A despesa pública cresce para números cada vez mais elevados, o investimento nos vários sectores sociais do Estado continua a subir consistentemente, mas os serviços públicos caíram em degradação gradual, por vezes abrupta. É uma contradição evidente, que revela um problema político: há muito mais dinheiro investido em serviços que funcionam cada vez pior.

Nos Transportes, as greves tornaram-se a norma: nos 20 anos entre 2002 e 2022, houve 14 meses de Dezembro com greves nos transportes ferroviários, com custos de milhões de euros — apesar de os funcionários terem sido aumentados acima da inflação (na área metropolitana da capital, o aumento médio do salário foi 24% entre 2012 e 2021, quando a inflação nesse período foi de 7,8%). Na Saúde, cresceu a insatisfação dos utentes nos hospitais públicos, apesar do reforço de recursos humanos — entre 1998 e 2017, o número de efectivos nos hospitais públicos ampliou-se 30%, quando a média da administração pública foi de 20%. Na Justiça, são necessários 637 dias para concluir um julgamento em primeira instância, quase o triplo da média dos países do Conselho de Europa (237 dias) — e, ao mesmo tempo, as prisões estão sobrelotadas, ao ponto de, entre 2016 e 2020, 40% dos condenados a prisão efectiva não terem sido encarcerados. Na Educação, o investimento por aluno avolumou-se generosamente, mas apesar disso os resultados não aparecem: os desempenhos escolares dos alunos não melhoraram, os professores estão desmotivados e os alunos colocam-se entre os mais insatisfeitos (23,7%) na Europa com a percepção de qualidade na relação professor/aluno — mas as prioridades políticas, em vez de apostar na qualidade do ensino, focaram-se numa guerra aos privados.

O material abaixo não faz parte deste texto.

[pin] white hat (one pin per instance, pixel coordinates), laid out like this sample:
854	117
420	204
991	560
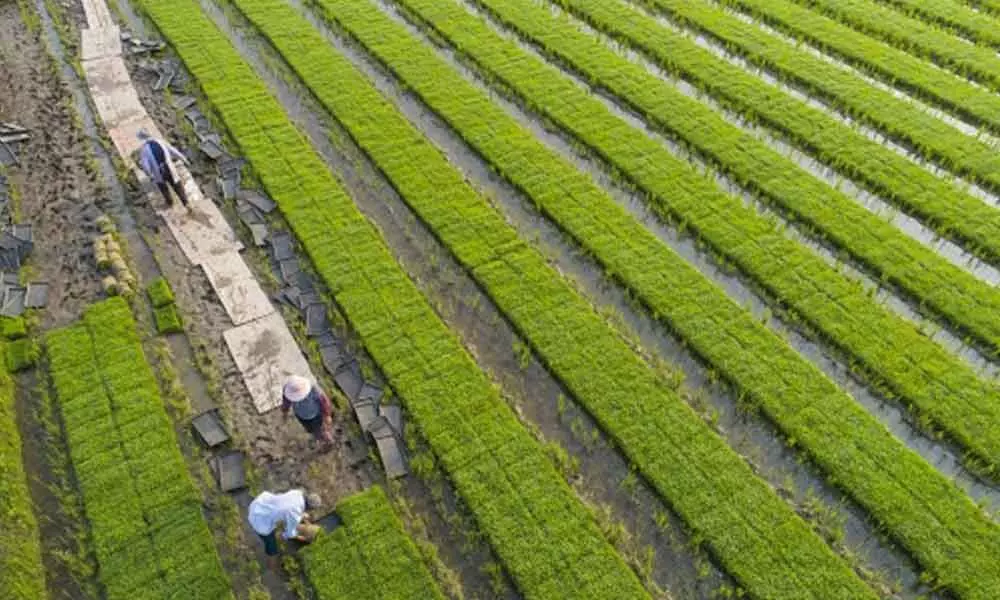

Há opacidade, desperdício, incompetência e inúmeras falhas graves na gestão dos serviços públicos, com o Estado a aplicar o dinheiro dos contribuintes de forma ineficaz — mas anunciam-se indicadores à medida da narrativa de que tudo está bem. Se a sentença lhe soa familiar, mas estranhou os números acima, a explicação é simples: apesar das fortes semelhanças com a realidade portuguesa, o diagnóstico acima refere-se a França. A análise foi construída por Agnès Verdier-Molinié, directora do think-tank Fondation iFRAP e lobista francesa associada à direita liberal, que a publicou em livro esta semana (Où va notre argent?, Éditions de l’Observatoire, Abril 2023), com entrevista de capa na revista Le Figaro Magazine do passado fim-de-semana (edição 7 abril 2023). E, aí, Verdier-Molinié cobre muitas mais áreas do que as já referidas: por exemplo, atrasos administrativos que dificultam a renovação de documentos como o passaporte ou a insuficiência da oferta pública de creches, entre outros temas. Mesmo quem conteste a assertividade do diagnóstico feito, será impossível rejeitar que persistem desafios profundos na organização do Estado francês — desafios que, em grande medida, nos recordam aqueles que vivemos em Portugal.

Uma expressão usada na entrevista e particularmente feliz para o argumento de Verdier-Molinié é que França se tornou numa aldeia Potemkin — uma fachada que disfarça um edifício em ruínas ou, neste caso, um país que se agarra a indicadores de despesa e investimento aparentemente positivos, mas que só desviam a atenção da acelerada degradação dos serviços do Estado. A expressão adequa-se ainda melhor a Portugal, onde o governo se precipita a anunciar sucessos enquanto a vida dos portugueses piora. Talvez isso sirva de consolo para alguns, reconfortados por saber que Portugal não estará orgulhosamente só nos desafios que enfrenta. Infelizmente, creio que a companhia só agrava o diagnóstico: observando-se a forma como os países europeus e a própria UE estão a lidar com os desafios económicos, sociais e geopolíticos actuais, é irresistível aplicar a analogia da aldeia Potemkin a toda a UE, perante sinais claros da decadência política dos europeus. Vivemos tempos de grandes mudanças políticas e sociais — e, receio, não serão para melhor.